Selain berdasarkan analisis kategori pelanggaran Hak Asasi Manusia yang terjadi dalam kasus
Tanjung Priok 1985 dan bukti-bukti yang berkaitan dengan pelanggaran Hak Asasi Manusia
tersebut, kasus pelanggaran Hak Asasi manusia Tanjung Priok 1984 ini dapat juga dianalisis
menggunakan kewajiban dasar manusia yang diatur dalam undang-undang nomor 39 tahun1999
tentang HAM.

Dalam pasal 69 ayat 1 Undang-undang No 39 tahun1999 tentang HAM menyebutkan, “setiap


orang wajib menghormati Hak Asasi manusia orang lain, moral, etika, dan tata tertib kehidupan
bermasyarakat, berbangsa, dan bernegara”, maksudnya ialah adanya kewajiban untuk
menghormati dan menjaga Hak Asasi Manusia orang lain tidak melanggar atau melakukan
pelanggaran terhadap Hak Asasi Manusia orang lain. Dalam kasus Tanjung Priok 1984 tersebut
jelas melanggar ketentuan pasal 69 ayat 1, karena berdasarkan Bukti-bukti tersebut jelaslah
bahwa terjadi pelanggaran Hak Asasi Manusia dalam kerusuhan Tanjung Priok 1984 ini. Bahkan
pelanggaran hak asasi manusia dalam tanjung Priok 1984 tersebut tergolong pelanggaran Hak
asasi manusia berat.
BAB III

PENUTUP

A. Kesimpulan

Seperti semua tragedi lain yang tetap menyisakan air mata.
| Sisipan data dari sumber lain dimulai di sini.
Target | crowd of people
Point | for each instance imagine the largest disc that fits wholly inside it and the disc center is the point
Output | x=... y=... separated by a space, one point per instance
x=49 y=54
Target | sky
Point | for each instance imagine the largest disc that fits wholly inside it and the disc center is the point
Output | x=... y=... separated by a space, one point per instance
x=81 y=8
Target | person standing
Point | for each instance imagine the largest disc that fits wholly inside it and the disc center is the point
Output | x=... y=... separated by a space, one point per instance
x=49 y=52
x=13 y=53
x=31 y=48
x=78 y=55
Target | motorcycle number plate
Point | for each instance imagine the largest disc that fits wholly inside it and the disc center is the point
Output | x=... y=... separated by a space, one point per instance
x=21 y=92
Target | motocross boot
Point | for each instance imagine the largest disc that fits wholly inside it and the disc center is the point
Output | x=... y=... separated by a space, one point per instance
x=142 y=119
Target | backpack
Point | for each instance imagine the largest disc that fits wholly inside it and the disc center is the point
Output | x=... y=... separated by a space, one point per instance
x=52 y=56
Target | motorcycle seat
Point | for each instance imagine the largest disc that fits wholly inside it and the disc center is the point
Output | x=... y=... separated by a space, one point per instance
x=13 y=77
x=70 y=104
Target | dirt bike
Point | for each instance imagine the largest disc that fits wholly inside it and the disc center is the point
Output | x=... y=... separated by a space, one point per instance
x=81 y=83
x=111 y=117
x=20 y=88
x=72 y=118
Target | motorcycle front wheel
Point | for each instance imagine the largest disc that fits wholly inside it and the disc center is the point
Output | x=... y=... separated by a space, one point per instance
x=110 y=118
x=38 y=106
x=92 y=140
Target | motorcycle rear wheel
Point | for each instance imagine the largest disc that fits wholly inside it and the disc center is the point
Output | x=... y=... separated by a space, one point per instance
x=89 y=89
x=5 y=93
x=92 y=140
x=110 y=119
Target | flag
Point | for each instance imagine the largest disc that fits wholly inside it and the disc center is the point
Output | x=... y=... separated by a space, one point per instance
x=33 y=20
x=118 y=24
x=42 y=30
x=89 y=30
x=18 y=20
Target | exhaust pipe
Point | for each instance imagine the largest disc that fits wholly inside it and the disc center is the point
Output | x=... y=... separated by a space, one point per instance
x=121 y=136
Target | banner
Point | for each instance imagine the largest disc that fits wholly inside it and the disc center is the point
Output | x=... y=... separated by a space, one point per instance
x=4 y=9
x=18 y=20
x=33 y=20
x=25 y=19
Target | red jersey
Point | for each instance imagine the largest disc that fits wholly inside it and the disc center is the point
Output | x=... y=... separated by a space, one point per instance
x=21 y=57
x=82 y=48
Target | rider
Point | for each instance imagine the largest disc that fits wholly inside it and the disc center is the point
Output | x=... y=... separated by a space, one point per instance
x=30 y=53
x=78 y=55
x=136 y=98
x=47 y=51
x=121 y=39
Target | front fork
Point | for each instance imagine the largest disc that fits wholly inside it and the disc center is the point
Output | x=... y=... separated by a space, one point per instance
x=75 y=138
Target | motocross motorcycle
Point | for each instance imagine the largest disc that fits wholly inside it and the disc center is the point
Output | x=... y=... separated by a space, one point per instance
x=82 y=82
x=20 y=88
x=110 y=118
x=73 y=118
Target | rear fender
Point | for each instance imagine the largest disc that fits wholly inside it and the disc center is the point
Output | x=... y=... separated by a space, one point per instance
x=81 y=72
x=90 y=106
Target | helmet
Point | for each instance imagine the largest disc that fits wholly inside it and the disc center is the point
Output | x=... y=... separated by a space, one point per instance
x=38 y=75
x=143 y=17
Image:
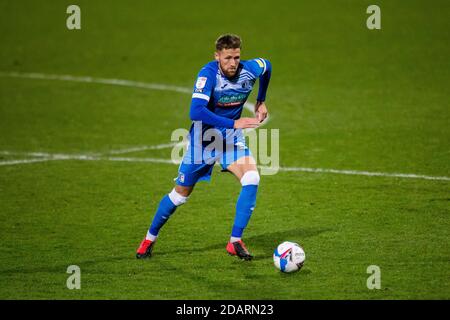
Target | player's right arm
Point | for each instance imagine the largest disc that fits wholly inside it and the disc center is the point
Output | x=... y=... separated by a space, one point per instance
x=199 y=106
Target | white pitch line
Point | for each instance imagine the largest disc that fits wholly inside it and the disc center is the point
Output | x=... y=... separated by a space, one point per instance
x=364 y=173
x=50 y=157
x=13 y=162
x=143 y=148
x=155 y=86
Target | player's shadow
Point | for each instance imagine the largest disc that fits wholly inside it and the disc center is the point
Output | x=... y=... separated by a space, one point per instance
x=265 y=242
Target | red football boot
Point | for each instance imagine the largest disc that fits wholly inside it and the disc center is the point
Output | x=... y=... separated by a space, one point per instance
x=145 y=249
x=238 y=249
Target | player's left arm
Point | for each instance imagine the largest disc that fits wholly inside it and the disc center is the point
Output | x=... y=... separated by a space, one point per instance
x=264 y=79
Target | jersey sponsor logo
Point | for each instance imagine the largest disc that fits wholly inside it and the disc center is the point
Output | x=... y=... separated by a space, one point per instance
x=231 y=101
x=246 y=84
x=201 y=82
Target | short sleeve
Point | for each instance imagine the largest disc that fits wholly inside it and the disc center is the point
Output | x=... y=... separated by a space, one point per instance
x=204 y=84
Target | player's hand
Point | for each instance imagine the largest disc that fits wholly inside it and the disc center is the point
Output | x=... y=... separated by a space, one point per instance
x=260 y=111
x=244 y=123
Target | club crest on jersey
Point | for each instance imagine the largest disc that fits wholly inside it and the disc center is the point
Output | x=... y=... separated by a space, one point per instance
x=201 y=82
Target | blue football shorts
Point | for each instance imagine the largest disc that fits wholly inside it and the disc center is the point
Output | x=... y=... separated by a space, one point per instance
x=198 y=161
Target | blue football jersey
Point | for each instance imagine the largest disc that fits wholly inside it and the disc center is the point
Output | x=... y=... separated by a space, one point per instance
x=226 y=96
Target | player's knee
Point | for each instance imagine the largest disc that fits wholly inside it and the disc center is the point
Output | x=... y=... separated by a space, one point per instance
x=250 y=178
x=176 y=198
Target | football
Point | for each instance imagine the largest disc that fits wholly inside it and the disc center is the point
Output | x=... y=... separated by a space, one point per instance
x=289 y=257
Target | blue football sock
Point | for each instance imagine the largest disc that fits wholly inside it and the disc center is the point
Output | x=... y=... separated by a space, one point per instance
x=244 y=208
x=165 y=210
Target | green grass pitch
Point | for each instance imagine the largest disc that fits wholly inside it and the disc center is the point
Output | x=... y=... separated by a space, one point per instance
x=343 y=97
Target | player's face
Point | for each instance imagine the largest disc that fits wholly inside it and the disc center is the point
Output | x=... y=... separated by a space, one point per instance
x=228 y=60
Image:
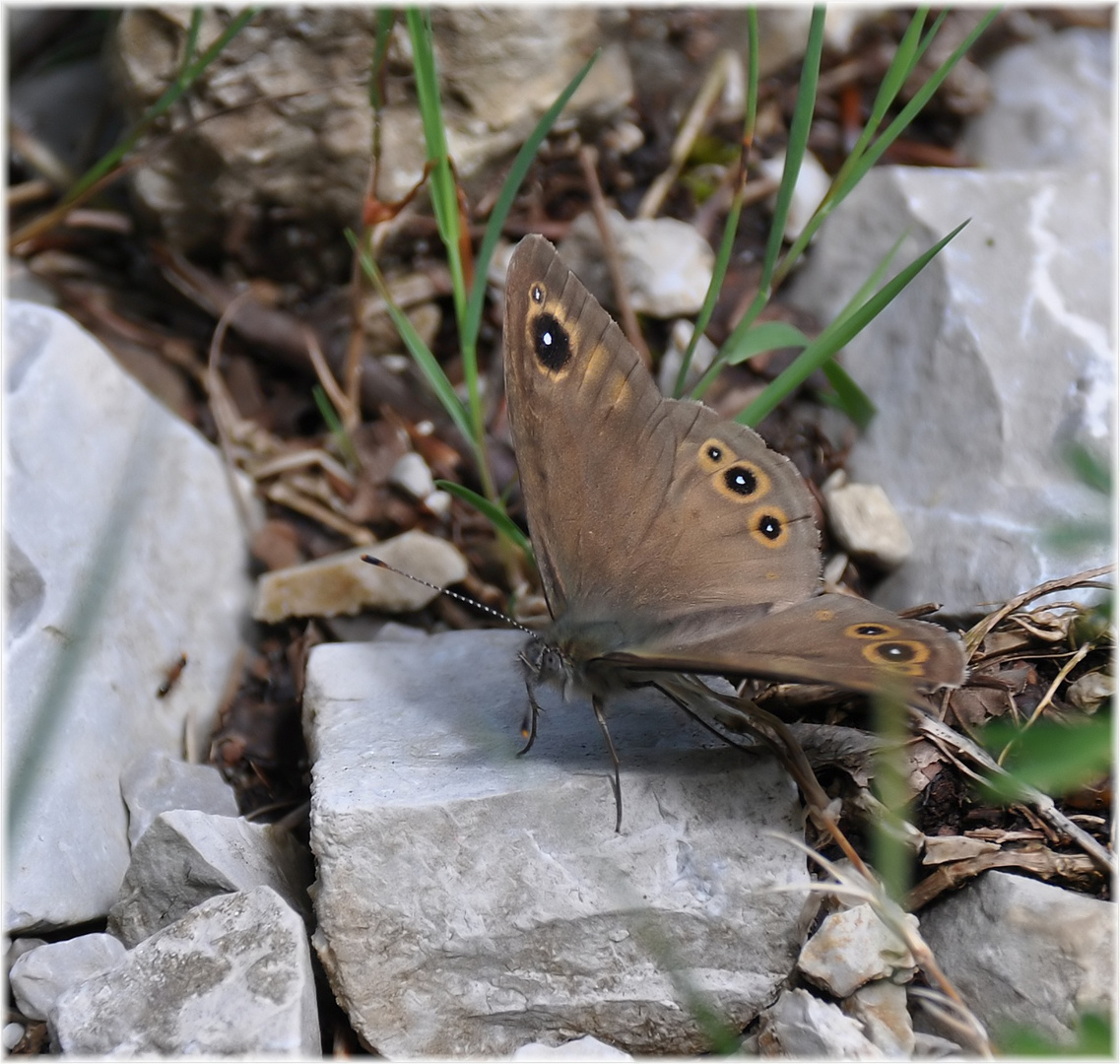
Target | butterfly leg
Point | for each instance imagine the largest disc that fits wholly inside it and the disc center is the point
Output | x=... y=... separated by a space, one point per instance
x=616 y=783
x=529 y=725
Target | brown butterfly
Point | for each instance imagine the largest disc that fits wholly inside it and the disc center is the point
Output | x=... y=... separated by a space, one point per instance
x=667 y=538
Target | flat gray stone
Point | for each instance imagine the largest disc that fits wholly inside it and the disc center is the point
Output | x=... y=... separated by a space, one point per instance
x=155 y=784
x=187 y=856
x=994 y=360
x=90 y=456
x=471 y=900
x=233 y=976
x=39 y=976
x=1026 y=954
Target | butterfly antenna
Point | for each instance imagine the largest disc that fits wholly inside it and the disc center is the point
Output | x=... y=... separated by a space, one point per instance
x=455 y=595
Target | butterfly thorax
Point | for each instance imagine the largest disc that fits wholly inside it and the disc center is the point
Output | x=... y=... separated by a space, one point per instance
x=570 y=656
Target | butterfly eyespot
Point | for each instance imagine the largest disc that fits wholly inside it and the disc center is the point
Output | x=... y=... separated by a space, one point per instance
x=741 y=481
x=712 y=455
x=899 y=655
x=769 y=529
x=551 y=343
x=871 y=630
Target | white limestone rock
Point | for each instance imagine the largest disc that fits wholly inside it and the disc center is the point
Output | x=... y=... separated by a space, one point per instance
x=342 y=583
x=852 y=947
x=155 y=784
x=1026 y=954
x=187 y=856
x=865 y=522
x=233 y=976
x=881 y=1007
x=1052 y=105
x=802 y=1026
x=994 y=360
x=585 y=1048
x=38 y=978
x=667 y=264
x=471 y=900
x=412 y=476
x=92 y=459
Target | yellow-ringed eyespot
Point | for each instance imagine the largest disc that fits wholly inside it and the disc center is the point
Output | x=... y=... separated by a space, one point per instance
x=551 y=343
x=713 y=455
x=741 y=482
x=898 y=655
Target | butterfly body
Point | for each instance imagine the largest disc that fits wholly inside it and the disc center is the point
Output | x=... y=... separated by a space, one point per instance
x=667 y=538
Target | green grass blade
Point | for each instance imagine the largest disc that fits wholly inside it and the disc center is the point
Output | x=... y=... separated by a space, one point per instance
x=335 y=426
x=766 y=336
x=834 y=337
x=732 y=226
x=711 y=297
x=1056 y=759
x=171 y=96
x=913 y=106
x=864 y=157
x=749 y=122
x=847 y=395
x=444 y=194
x=432 y=370
x=492 y=512
x=504 y=202
x=796 y=146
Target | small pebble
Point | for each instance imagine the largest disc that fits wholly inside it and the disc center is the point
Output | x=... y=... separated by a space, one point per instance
x=412 y=476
Tanggal 12 September 1984
akan dikenang sebagai hari yang kelam dalam perjalanan bangsa Indonesia. Tragedi Tanjung
Priok yang telah menimbulkan pertumpahan darah, jiwa yang melayang.

Pemerintah dalam laporan resminya yang diwakili Panglima ABRI, Jenderal L. B.


Moerdani, menyebutkan bahwa korban tewas ‘hanya’ 18 orang dan luka-luka 53 orang. Namun
dari hasil investigasi tim pencari fakta, SONTAK (SOlidaritas Nasional untuk peristiwa TAnjung
prioK), diperkirakan sekitar 400 orang tewas, belum terhitung yang luka-luka dan cacat. Tokoh-
tokoh Islam menduga keras bahwa suasana panas itu memang sengaja direkayasa oleh oknum-
oknum tertentu dipemerintahan yang memusuhi Islam.

B. Saran

Dalam kehidupan berbangsa dan bernegara, kita harus menjunjung tinggi dan
mengamalkan nilai-nilai Pancasila dan UUD 1945 secara murni, karena dalam Pancasila
terkandung nilai-nilai luhur bangsa Indonesia itu sendiri. Salah satunya adalah saling
menghormati dan menghargai satu sama lain. Hal ini penting, agar tidak timbul konflik-konflik
yang dapat berujung pada kejadian yang menelan korban jiwa, apalagi kalau korban adalah orang
yang tidak bersalah.
DAFTAR PUSTAKA

1. Buku:
- Buku Tanjung Priok Berdarah, Tanggungjawab Siapa: Kumpulan Fakta dan Data,
Yogyakarta: Gema Insani Press via.
- Mulya lubis, Todung 200. Jalan Panjang Hak Asasi Manusia. Gramedia.

2. Undang-undang:

Undang-undang Nomor 39 tahun 1999 tentang Hak Asasi Manusia.

3. Artikel atau Tulisan:

Tulisan persoalan penting Hak Asasi Manusia oleh Monitoring Kontras (komisi untuk
orang hilang dan korban tindak kekerasan)

Laporan Komnas HAM tentang Kasus Tanjung Priok.